Open research
Jun 11th 2004Wallabynerd alert
An article in The Economist suggests “open source” drug discovery, in which chemists, biologists, etc., work together online to develop (in their spare time, apparently) drugs for which the profit margin would be too small for pharmaceutical companies to be interested. Thus, cheap cure for malaria, or whatever. Yaaay! Initial funding for the “Tropical Disease Initiative” would come from (of course) the government.
I was with them up to this point, although the article overlooks little facts like that the computational tools are either commercial (with hefty price tags) or individual to specific academic/government labs, which are already using them pretty intensively. And that there’s already a website (Innocentive) that is sort of aimed at the same sort of thing, or at least could be. And that the pool of people able to contribute usefully to computational drug development, with the time and desire to do so, probably isn’t that large relative to the amount of work to be done on even one new drug candidate.
I was really struck (over the head, in fact) by this sentence:
Yochai Benkler, a law professor at Yale, imagines test-tube and animal studies organised in this manner, exploiting the “excess capacity” of graduate students and university labs, much as students and academics also contribute to open-source software development.

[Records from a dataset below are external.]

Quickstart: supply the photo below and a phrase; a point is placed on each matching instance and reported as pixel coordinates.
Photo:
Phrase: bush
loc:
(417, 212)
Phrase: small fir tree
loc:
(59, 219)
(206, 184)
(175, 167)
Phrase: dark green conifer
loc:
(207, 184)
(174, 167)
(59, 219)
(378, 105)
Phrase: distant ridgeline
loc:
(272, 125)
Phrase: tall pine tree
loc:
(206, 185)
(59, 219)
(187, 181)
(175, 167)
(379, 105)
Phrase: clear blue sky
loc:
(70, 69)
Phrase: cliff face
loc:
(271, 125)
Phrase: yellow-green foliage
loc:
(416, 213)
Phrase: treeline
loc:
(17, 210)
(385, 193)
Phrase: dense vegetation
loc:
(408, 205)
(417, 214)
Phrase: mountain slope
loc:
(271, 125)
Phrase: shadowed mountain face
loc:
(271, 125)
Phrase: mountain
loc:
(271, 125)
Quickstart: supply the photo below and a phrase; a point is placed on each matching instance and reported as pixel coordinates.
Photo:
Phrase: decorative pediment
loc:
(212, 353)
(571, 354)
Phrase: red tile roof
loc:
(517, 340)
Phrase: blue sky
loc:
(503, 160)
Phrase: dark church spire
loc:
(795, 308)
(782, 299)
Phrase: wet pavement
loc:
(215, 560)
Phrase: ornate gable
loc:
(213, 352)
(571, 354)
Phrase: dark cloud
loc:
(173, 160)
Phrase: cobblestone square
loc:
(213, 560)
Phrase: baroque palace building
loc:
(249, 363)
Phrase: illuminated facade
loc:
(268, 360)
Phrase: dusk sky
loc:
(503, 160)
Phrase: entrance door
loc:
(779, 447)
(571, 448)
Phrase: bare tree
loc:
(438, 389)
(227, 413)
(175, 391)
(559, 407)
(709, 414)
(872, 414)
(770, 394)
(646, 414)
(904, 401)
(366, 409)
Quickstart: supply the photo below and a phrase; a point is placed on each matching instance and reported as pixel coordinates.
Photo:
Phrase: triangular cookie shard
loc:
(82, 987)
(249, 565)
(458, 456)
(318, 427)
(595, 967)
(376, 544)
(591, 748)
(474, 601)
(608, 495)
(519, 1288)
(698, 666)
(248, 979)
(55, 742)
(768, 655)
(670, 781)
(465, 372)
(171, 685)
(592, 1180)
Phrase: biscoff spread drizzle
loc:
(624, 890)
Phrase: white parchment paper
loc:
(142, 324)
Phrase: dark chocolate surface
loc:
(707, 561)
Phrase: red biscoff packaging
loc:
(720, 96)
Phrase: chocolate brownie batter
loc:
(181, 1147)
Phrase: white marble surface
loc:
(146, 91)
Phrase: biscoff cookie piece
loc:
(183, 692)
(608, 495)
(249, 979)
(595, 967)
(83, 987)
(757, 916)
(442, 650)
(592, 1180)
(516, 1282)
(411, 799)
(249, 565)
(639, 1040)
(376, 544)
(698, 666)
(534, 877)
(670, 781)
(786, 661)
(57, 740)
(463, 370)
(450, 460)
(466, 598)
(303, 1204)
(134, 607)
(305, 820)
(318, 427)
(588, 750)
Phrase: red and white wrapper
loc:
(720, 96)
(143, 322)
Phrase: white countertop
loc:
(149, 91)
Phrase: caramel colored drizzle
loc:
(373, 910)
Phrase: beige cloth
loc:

What “excess capacity”?? Law students (and professors?) may find themselves with “excess capacity”, but there’s usually more projects planned than there are students to carry them out… and the last thing I’d want to do at home in the evenings is take fancy expensive pictures of little things.
(Well, okay, I lied. A homemade spectro microscope would be really really cool. But it’d also run upwards of $50k – far upwards – which makes it a pretty expensive hobby. Now go compare that to the average commercial compiler/IDE/library/toolkit whatever at a couple thousand.)